Set BIO of PEM-encoded Server CA Certificates

This directive sets the optional all-in-one file where you can assemble the certificates of Certification Authorities (CA) which form the certificate chain of the server certificate. This starts with the issuing CA certificate of of the server certificate and can range up to the root CA certificate. Such a file is simply the concatenation of the various PEM-encoded CA Certificate files, usually in certificate chain order.

But be careful: Providing the certificate chain works only if you are using a single (either RSA or DSA) based server certificate. If you are using a coupled RSA+DSA certificate pair, this will work only if actually both certificates use the same certificate chain. Otherwsie the browsers will be confused in this situation.

Parameters:

ssl - Server or Client to use.

bio - BIO of PEM-encoded Server CA Certificates.

skipfirst - Skip first certificate if chain file is inside certificate file.

setCertificateBio

public static void setCertificateBio(long ssl,
                     long certBio,
                     long keyBio,
                     String password)
                              throws Exception

Set Certificate
Point setCertificate at a PEM encoded certificate stored in a BIO. If the certificate is encrypted, then you will be prompted for a pass phrase. Note that a kill -HUP will prompt again. A test certificate can be generated with `make certificate' under built time. Keep in mind that if you've both a RSA and a DSA certificate you can configure both in parallel (to also allow the use of DSA ciphers, etc.)
If the key is not combined with the certificate, use key param to point at the key file. Keep in mind that if you've both a RSA and a DSA private key you can configure both in parallel (to also allow the use of DSA ciphers, etc.)

Parameters:

ssl - Server or Client to use.

certBio - Certificate BIO.

keyBio - Private Key BIO to use if not in cert.

password - Certificate password. If null and certificate is encrypted.

Throws:

Exception

parsePrivateKey

public static long parsePrivateKey(long privateKeyBio,
                   String password)
                            throws Exception

Parse private key from BIO and return EVP_PKEY pointer.

Be sure you understand how OpenSsl will behave with respect to reference counting! If the EVP_PKEY pointer is used with the client certificate callback CertificateRequestedCallback the ownership goes over to OpenSsl / Tcnative and so calling freePrivateKey(long) should NOT be done in this case. Otherwise you may need to call freePrivateKey(long) to decrement the reference count and free memory.

Throws:

Exception

freePrivateKey

public static void freePrivateKey(long privateKey)
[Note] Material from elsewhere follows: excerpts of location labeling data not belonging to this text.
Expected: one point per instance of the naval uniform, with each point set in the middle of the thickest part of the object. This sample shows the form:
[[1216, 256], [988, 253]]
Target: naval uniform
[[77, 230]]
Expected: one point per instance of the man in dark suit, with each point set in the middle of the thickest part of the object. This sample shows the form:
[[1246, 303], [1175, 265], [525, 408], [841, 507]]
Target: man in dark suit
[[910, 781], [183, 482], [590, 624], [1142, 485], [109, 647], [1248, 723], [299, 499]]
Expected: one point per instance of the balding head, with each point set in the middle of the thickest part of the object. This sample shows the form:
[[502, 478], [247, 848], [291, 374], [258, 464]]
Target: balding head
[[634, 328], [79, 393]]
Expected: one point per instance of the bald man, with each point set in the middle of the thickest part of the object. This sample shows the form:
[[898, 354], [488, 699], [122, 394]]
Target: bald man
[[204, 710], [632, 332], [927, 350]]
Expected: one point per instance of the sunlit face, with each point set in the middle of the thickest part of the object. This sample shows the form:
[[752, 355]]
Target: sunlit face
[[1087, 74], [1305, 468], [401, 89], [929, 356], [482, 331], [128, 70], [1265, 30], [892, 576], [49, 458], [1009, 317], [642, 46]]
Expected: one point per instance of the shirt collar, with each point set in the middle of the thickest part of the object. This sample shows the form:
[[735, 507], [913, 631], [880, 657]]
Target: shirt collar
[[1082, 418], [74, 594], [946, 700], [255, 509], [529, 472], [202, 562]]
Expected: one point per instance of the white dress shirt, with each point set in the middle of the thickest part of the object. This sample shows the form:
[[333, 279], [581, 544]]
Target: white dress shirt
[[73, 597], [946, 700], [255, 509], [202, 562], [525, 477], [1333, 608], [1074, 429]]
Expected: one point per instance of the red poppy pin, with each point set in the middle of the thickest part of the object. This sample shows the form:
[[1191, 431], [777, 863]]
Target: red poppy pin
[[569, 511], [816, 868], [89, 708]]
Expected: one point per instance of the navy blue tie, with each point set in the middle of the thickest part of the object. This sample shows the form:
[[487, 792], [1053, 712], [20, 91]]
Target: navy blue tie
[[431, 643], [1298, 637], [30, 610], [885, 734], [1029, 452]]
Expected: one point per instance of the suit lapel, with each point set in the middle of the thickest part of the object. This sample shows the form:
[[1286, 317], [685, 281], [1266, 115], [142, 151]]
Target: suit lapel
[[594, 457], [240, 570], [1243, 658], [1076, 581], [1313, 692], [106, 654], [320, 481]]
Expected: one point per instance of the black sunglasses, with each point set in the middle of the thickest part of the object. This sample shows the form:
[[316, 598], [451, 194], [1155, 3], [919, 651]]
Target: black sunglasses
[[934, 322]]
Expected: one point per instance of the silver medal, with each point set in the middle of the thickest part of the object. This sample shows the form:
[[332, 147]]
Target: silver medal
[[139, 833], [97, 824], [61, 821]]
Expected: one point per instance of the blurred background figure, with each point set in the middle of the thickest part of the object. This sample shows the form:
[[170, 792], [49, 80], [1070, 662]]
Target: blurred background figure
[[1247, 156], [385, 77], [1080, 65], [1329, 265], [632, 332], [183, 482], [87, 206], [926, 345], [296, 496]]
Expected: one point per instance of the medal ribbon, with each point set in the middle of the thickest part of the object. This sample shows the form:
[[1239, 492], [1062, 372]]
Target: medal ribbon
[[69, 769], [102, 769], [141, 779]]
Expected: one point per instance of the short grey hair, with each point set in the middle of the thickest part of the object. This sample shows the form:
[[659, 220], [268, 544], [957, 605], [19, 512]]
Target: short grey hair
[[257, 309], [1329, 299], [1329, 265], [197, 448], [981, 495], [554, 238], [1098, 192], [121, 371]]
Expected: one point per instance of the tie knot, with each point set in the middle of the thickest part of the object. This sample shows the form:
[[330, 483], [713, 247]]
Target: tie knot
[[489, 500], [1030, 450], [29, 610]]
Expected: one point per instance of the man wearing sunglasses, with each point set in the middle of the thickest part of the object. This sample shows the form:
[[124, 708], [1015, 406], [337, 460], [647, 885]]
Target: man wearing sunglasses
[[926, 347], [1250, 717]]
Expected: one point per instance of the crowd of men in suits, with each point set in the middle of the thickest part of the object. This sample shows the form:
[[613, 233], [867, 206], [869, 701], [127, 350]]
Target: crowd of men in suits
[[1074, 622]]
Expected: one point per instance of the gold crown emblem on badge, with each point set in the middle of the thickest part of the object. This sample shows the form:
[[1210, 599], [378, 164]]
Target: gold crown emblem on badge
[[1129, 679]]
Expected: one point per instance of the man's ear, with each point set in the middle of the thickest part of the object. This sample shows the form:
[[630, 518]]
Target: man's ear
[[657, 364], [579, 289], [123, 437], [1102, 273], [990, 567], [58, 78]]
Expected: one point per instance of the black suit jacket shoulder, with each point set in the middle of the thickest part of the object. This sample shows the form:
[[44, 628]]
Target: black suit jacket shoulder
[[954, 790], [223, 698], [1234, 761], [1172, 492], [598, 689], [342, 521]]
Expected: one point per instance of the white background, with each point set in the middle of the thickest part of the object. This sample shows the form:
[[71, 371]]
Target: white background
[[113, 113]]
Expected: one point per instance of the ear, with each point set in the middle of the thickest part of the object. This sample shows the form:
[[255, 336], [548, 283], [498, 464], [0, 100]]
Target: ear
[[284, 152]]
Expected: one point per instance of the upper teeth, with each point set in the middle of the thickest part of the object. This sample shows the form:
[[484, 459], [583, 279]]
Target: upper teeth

Free private key (EVP_PKEY pointer).

parseX509Chain

public static long parseX509Chain(long x509ChainBio)
                           throws Exception

Parse X509 chain from BIO and return (STACK_OF(X509) pointer).

Be sure you understand how OpenSsl will behave with respect to reference counting! If the STACK_OF(X509) pointer is used with the client certificate callback CertificateRequestedCallback the ownership goes over to OpenSsl / Tcnative and and so calling freeX509Chain(long) should NOT be done in this case. Otherwise you may need to call freeX509Chain(long) to decrement the reference count and free memory.

Throws:

Exception

freeX509Chain

public static void freeX509Chain(long x509Chain)

Free x509 chain (STACK_OF(X509) pointer).